“You mean, they’re still there, and set?”
Stone nodded.
“Just that. I took Hodges and York down another way. I’ve never thought of the traps since, till to-day.”
“Risky, of course,” Brant admitted. “But nobody got caught, or they’d have been missed,” he added comfortingly. “Nobody in the neighborhood’s disappeared, has there?”
“Not that I’ve heard of,” Stone replied. “But it’s luck, not my deserts, if no harm’s been done.”
“I’ll go along with you,” Brant offered. “We’ll have that trouble off your mind in a jiffy.”
So, the two men turned, and took the trail past the Higgins’ clearing and on until they came to Thunder Branch, where Plutina had made her discovery. They followed the course of the stream upward, the marshal in the lead. As he came to the bend, where the rocky cliffs began, Stone turned and called over his shoulder:
“They’re just beyond.” Then, he went forward, 269 with quick, nervous strides, and disappeared beyond the bend. A moment later, a great cry brought Brant running.

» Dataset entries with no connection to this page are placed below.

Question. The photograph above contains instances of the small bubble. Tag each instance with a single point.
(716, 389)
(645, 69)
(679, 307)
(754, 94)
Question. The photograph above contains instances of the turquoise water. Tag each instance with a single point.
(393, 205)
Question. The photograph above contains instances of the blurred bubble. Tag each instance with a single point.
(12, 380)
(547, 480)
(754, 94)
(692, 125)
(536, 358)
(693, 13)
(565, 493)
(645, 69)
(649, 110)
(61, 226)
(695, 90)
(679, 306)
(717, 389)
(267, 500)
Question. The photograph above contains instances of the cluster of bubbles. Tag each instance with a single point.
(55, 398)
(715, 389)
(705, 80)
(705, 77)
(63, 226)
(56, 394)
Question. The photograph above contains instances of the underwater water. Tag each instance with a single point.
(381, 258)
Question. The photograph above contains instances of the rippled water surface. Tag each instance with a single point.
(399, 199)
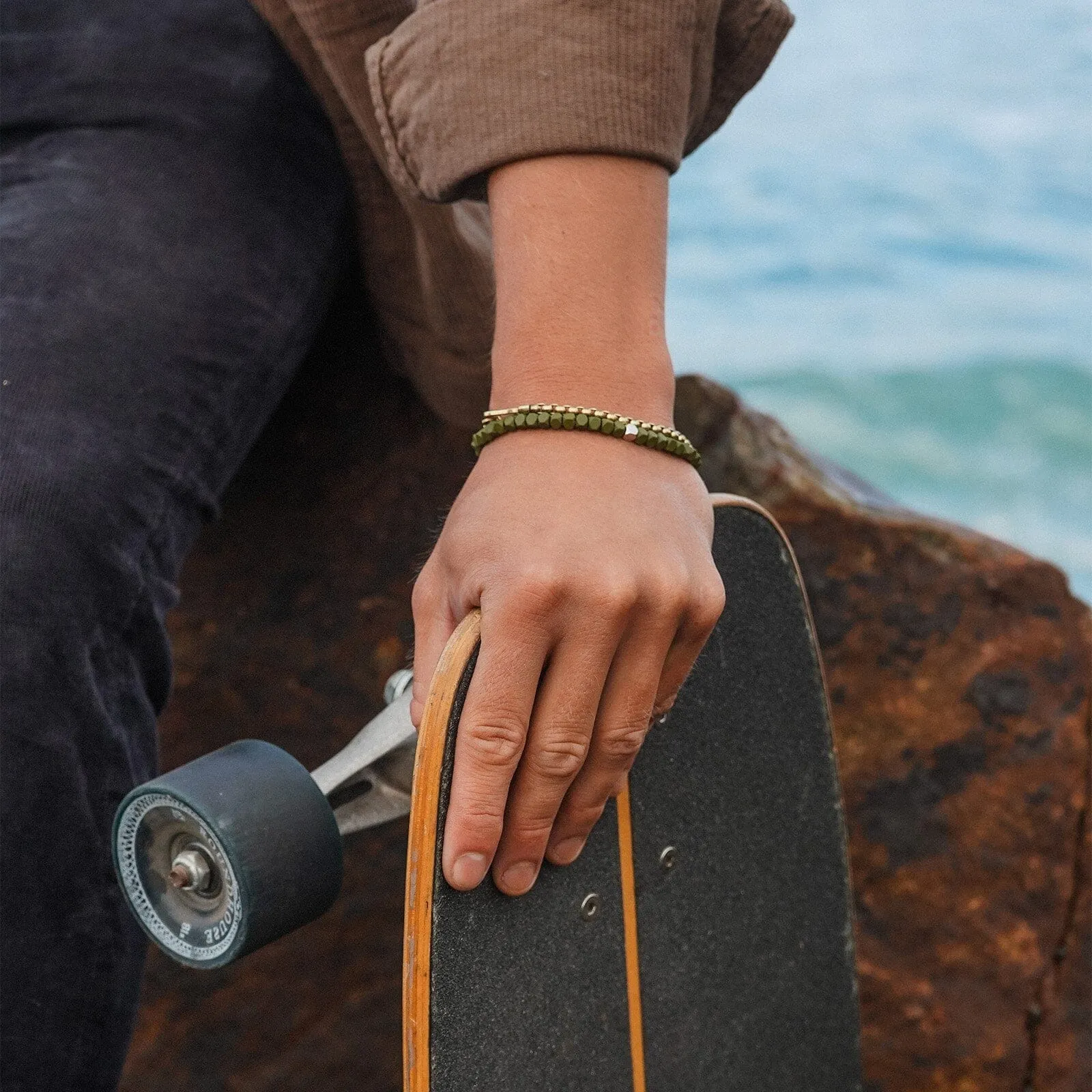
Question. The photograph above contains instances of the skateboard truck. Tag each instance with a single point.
(243, 846)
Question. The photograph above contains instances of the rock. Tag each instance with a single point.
(959, 674)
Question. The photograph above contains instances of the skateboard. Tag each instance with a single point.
(704, 939)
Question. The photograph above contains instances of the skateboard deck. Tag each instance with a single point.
(704, 939)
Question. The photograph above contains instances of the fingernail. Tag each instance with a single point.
(567, 851)
(468, 871)
(519, 878)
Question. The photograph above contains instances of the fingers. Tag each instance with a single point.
(434, 624)
(650, 666)
(491, 736)
(557, 744)
(704, 612)
(558, 708)
(622, 724)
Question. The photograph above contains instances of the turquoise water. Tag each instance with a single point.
(889, 246)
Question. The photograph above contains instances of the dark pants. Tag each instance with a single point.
(174, 218)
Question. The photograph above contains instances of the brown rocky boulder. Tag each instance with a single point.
(959, 673)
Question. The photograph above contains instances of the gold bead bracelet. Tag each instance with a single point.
(545, 415)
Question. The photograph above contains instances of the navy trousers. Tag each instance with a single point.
(174, 218)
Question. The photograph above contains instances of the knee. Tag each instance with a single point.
(74, 538)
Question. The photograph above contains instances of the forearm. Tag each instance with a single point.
(580, 249)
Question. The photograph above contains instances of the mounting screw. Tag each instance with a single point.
(590, 906)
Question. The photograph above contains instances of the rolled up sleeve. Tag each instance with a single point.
(462, 87)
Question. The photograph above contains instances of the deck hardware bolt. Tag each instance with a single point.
(590, 906)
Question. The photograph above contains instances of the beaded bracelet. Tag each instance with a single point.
(543, 415)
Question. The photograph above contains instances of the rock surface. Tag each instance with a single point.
(959, 672)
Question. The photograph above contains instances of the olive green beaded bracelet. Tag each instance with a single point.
(544, 415)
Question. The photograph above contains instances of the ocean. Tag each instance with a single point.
(889, 247)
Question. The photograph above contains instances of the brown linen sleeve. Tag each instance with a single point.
(462, 87)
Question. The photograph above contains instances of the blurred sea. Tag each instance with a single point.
(889, 247)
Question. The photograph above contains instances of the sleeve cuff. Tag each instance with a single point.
(462, 87)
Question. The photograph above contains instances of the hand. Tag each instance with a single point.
(590, 560)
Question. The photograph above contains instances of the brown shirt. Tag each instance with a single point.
(427, 100)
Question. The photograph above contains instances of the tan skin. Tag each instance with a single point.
(589, 557)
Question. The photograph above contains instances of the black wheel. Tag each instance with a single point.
(227, 853)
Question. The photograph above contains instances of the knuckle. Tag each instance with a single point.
(615, 595)
(666, 594)
(709, 604)
(622, 742)
(582, 817)
(538, 591)
(560, 757)
(496, 741)
(482, 822)
(530, 831)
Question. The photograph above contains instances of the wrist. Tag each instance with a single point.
(637, 382)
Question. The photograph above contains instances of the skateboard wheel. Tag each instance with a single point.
(227, 853)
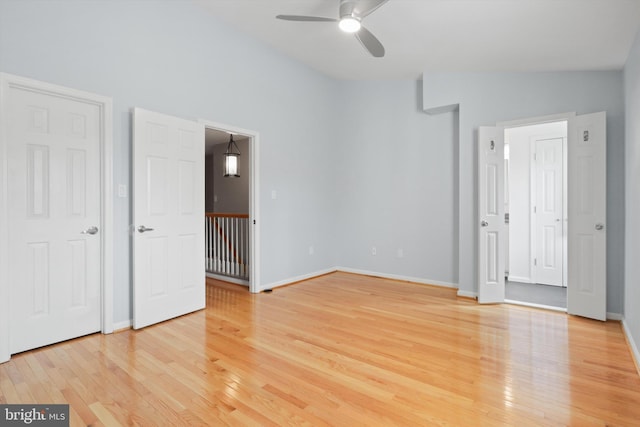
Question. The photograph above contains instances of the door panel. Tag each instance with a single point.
(549, 214)
(491, 214)
(53, 181)
(169, 265)
(586, 293)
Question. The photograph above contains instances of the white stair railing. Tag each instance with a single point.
(227, 244)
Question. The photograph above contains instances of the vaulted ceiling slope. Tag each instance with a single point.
(446, 35)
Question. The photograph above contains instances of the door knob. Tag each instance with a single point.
(90, 230)
(142, 229)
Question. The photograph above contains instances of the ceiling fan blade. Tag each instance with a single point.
(367, 7)
(305, 18)
(370, 42)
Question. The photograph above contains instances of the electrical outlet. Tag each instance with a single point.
(122, 190)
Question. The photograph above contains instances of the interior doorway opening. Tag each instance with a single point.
(228, 203)
(535, 206)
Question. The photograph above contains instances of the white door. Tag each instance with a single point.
(168, 193)
(53, 200)
(491, 228)
(586, 293)
(549, 215)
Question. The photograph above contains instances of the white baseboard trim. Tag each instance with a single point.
(614, 316)
(467, 294)
(119, 326)
(228, 279)
(398, 277)
(530, 304)
(635, 354)
(297, 279)
(520, 279)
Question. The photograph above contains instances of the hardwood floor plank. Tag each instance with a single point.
(341, 350)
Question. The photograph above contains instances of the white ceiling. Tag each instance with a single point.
(446, 35)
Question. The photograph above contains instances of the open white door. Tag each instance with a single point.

It was, in truth, a ghastly scene that showed there, lighted brilliantly by the noontide sun. In the midst of the little space of dry ground bordering the stream, where the lush grass grew thick and high, the body of a man was lying. It was contorted grotesquely, sprawling at length on its face, in absolute stillness—the stillness of death. Brant, himself horrified, looked pityingly at the white, stricken face of the marshal, and turned away, helplessly. He could find no words to lessen the hideousness of this discovery for the man through whose fault the tragedy had come.
Then, presently, as Stone seemed paralyzed by the disaster, Brant went closer to examine the gruesome thing.